La imagen del joven absorto frente al poema de la autora de El riesgo y el olvido, entre otros libros, cumplió su objetivo principal: fomentar la lectura mientras se espera la llegada del colectivo y, por qué no, perderlo para continuar leyendo. Por qué no pensar que ese joven, impulsado por la palabra poética continuará con ese hábito en otro lugar.

En estos tiempos donde la sociedad está con la vista clavada en la pantalla del celular, el proyecto de replicar las paradas lectoras en otros catorce puntos de la ciudad debe ser bienvenida por quienes habitamos esta ciudad. Una acción positiva de educación permanente, dijo uno de los concejales que impulsaron esta iniciativa, aprobada a mediados del año pasado.

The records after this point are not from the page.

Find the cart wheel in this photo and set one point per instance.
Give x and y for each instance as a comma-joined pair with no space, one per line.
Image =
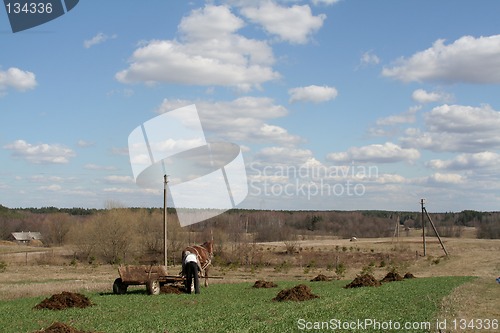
153,287
119,287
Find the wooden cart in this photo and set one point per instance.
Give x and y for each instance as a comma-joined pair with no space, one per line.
152,276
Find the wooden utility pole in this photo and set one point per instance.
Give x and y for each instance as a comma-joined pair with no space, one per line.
165,244
423,225
435,230
424,211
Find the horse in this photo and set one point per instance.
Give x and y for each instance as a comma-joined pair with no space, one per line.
204,254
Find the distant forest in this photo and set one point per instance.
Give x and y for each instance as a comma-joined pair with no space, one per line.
116,235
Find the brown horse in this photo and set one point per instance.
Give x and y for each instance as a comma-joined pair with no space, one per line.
204,253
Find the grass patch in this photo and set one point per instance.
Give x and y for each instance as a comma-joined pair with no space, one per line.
238,308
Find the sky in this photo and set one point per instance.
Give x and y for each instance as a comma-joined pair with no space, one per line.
335,104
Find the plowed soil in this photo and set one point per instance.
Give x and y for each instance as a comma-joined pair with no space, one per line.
321,277
392,276
60,328
63,301
172,289
297,293
264,284
366,280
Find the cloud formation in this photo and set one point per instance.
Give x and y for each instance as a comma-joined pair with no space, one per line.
468,60
40,153
293,24
245,119
97,39
210,52
421,96
376,153
17,79
313,93
457,128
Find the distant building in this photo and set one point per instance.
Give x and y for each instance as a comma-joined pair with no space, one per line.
24,237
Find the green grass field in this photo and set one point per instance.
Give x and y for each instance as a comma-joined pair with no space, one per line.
240,308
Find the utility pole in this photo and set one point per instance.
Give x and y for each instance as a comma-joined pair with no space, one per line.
424,212
165,244
423,224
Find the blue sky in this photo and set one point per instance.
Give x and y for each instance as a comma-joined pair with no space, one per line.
335,104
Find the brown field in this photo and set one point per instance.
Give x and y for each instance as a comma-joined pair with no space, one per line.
36,271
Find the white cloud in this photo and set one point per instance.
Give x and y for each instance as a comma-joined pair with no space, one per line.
324,2
283,155
293,24
119,179
422,96
85,144
403,118
457,128
97,39
468,59
17,79
369,58
41,153
99,167
210,53
376,153
482,160
445,178
315,94
52,188
242,120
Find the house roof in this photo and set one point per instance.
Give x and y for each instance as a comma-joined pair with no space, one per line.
26,235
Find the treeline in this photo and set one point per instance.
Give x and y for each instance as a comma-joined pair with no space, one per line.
61,226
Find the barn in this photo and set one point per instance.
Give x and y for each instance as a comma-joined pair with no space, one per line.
24,237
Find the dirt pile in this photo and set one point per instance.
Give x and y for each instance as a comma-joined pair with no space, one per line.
392,276
321,277
297,293
172,289
264,284
366,280
64,300
60,328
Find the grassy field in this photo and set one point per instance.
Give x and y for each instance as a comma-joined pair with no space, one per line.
239,308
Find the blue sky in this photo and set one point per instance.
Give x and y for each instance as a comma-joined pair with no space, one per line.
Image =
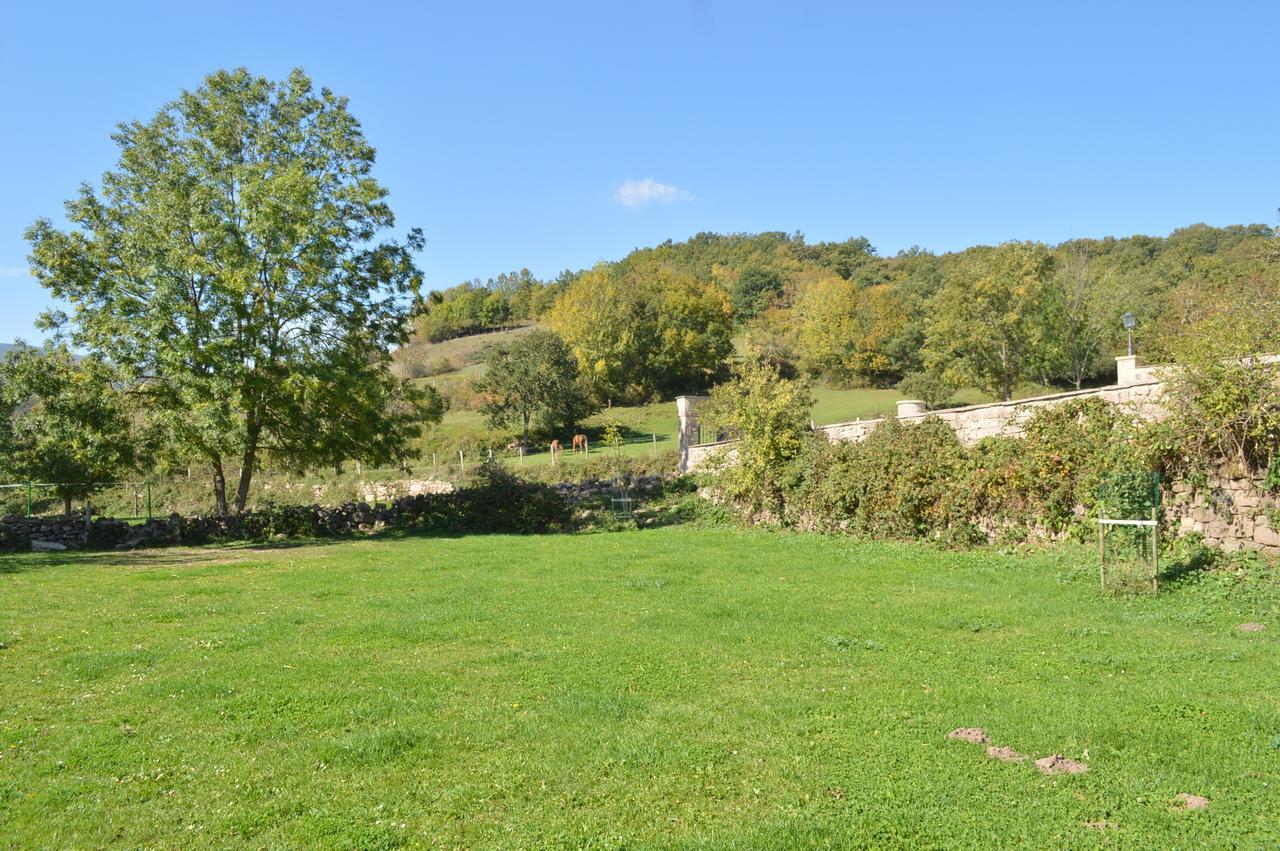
554,135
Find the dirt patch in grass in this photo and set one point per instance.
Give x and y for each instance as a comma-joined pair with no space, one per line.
1059,764
974,735
1188,801
1005,754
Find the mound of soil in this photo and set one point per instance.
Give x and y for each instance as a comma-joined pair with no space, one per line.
1192,801
1005,754
976,735
1059,764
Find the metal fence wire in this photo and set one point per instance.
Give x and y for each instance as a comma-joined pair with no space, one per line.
1129,531
41,498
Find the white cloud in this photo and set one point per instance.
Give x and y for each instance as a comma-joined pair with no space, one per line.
638,193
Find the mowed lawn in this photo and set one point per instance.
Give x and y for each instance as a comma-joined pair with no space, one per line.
675,687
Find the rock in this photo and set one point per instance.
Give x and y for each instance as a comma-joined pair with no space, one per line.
1189,801
1059,764
1265,535
974,735
1005,754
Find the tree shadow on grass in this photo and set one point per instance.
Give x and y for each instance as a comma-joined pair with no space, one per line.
184,556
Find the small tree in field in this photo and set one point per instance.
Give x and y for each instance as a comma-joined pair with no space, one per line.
234,266
63,422
533,383
768,417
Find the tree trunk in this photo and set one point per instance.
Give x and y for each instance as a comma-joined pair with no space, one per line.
252,433
219,488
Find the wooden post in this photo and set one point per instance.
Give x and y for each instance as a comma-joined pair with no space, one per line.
1102,561
1155,550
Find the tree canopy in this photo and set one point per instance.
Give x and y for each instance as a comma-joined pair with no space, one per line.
64,421
533,383
236,266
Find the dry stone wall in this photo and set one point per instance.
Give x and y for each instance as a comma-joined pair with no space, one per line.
1232,512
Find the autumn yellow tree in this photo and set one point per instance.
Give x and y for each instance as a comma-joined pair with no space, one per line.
990,323
644,332
844,330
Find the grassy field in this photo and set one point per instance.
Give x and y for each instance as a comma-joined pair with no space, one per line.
673,687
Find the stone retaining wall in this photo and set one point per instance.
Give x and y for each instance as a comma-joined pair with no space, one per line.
1230,511
437,507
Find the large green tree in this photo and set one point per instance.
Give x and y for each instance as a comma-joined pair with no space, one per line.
236,264
64,421
990,323
533,381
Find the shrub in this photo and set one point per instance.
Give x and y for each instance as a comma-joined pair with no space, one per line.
929,388
497,501
904,480
768,416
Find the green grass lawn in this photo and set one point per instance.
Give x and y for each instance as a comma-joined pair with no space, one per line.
675,687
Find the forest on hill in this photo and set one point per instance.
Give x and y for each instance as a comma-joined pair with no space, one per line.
668,319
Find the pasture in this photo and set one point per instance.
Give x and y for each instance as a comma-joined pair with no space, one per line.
671,687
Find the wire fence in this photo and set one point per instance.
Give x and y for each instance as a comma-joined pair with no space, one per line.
190,493
128,499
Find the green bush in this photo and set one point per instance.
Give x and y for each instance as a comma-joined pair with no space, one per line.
901,481
918,481
929,388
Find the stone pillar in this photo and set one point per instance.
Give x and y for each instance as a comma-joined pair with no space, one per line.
686,407
910,408
1127,370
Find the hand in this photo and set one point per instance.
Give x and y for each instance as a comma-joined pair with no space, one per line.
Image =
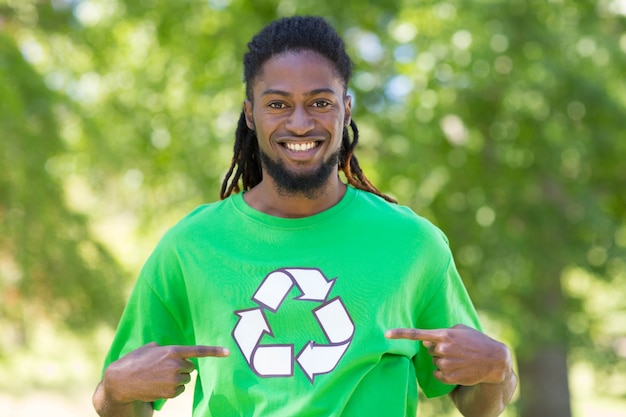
462,355
152,372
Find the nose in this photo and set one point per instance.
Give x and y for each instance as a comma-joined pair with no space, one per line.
300,121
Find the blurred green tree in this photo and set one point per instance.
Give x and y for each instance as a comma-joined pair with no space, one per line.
501,121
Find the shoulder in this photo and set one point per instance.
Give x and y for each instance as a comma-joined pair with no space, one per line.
398,219
199,221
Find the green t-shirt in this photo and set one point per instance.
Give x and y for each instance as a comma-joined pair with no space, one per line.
302,304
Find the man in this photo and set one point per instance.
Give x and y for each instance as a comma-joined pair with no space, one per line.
301,295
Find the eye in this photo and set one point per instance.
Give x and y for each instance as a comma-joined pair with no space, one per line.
276,105
320,104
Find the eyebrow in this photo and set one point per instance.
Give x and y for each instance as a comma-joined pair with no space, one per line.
310,93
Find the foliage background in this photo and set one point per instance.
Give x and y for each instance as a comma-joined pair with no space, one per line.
501,121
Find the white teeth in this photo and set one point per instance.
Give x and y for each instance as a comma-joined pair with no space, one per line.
299,147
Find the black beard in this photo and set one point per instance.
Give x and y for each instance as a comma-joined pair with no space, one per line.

Sin duda, Irma Cuña hubiera disfrutado con una carcajada expansiva la situación del joven con gorra de la NBA perdiéndose el colectivo para terminar leyendo sus versos: “¡Oh viento, viento largo!/ Sacúdeme por dentro/ dispersa mis antiguas memorias y recuerdos/ arrastra los temores/ porfiados como el tiempo/ y deja entre mis manos/ la calma del desierto”.

Las paradas lectoras son un desafío en estos tiempos en que la vista está clavada en el celular.